Eleveur et son troupeau charolais.
10 % des 6000 accidents du travail dont sont victimes chaque année les agriculteurs sont dus à des chocs provoqués par des barrières. (C. Delisle)

On estime qu’en moyenne, chaque année, les exploitants agricoles sont victimes de près de 6000 accidents du travail, avec ou sans arrêt, causés par les bovins… (source national MSA). Ce qui représente environ 16 % du nombre total des accidents du travail de la profession. La filière bovine est celle qui enregistre le plus de déclarations d’accidents. Au travers de ces chiffres, les MSA Orne, Sarthe et Mayenne se sont rendues compte que 10 % d’entre eux étaient la conséquence de chocs provoqués par des barrières. Au vu de ces données, un groupe de travail sécurité (GDS, centre d’insémination, MSA, Agrial et EDE de l’Orne) a été formé. Son rôle, réaliser une enquête terrain sur les accidents liés aux barrières pour ensuite pouvoir sensibiliser les éleveurs sur ce risque.

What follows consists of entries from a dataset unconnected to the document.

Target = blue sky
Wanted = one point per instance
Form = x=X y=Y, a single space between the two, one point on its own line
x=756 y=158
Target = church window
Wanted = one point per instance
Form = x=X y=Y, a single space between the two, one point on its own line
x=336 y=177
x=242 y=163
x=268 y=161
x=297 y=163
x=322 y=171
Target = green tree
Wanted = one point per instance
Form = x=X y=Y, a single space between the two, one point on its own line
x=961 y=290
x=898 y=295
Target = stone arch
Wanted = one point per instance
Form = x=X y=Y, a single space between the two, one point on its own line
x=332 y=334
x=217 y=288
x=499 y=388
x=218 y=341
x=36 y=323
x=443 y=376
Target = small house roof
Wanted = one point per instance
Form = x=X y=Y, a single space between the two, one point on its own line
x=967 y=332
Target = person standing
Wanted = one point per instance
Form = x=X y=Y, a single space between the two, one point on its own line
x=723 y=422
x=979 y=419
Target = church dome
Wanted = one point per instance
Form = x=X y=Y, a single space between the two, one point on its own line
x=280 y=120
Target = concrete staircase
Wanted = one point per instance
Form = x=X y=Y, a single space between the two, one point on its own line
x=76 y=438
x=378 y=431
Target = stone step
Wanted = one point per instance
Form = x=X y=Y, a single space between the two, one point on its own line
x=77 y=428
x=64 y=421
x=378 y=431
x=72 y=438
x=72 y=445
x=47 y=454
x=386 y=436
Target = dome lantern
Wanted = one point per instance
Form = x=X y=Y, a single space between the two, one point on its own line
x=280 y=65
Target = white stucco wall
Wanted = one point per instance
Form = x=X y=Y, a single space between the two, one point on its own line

Des chocs parfois importants

Les résultats, témoignages recueillis dans 24 exploitations par les élèves de troisième de la Maison familiale et rurale d’Haleine dans l’Orne, ont été présentés lors des prairiales au Haras du Pin dans l’Orne.
« Une barrière est un outil présent dans tous les élevages et les accidents qui lui sont liés sont les plus dangereux », rappelle Dominique Lamour, technicien bâtiment du Groupement de défense sanitaire du cheptel ornais (GDSCO), avant de débuter la présentation. De cette étude, il ressort que les accidents du travail surviennent principalement dans les bâtiments (42 % des cas en stabulation), lors d’activités sur les animaux vivants (28 % avec des taurillons et 24 % avec des vaches allaitantes). Au moment de l’accident, les interventions sanitaires (25 %) et le tri des taurillons (21 %) sont les deux activités principales effectuées par les exploitants. Dans 50 % des cas, le choc avec la barrière a donné lieu à un arrêt de travail allant de quelques jours à un an. Les personnes sont souvent bousculées. Mais, il arrive également qu’elles soient projetées, coincées ou encore écrasées. Par exemple, une porte d’entrée arrière traditionnelle peut être violemment renvoyée contre l’agriculteur sous la pression des animaux consécutivement à une réaction de crainte.
Les blessures relevées touchent majoritairement les membres (plus de la moitié des person- nes interrogées). Viennent ensuite les blessures à la tête et au thorax. Les exploitants sont essentiellement victimes d’hématomes, de fractures ou de fêlures, de coupures voire de traumatisme crânien.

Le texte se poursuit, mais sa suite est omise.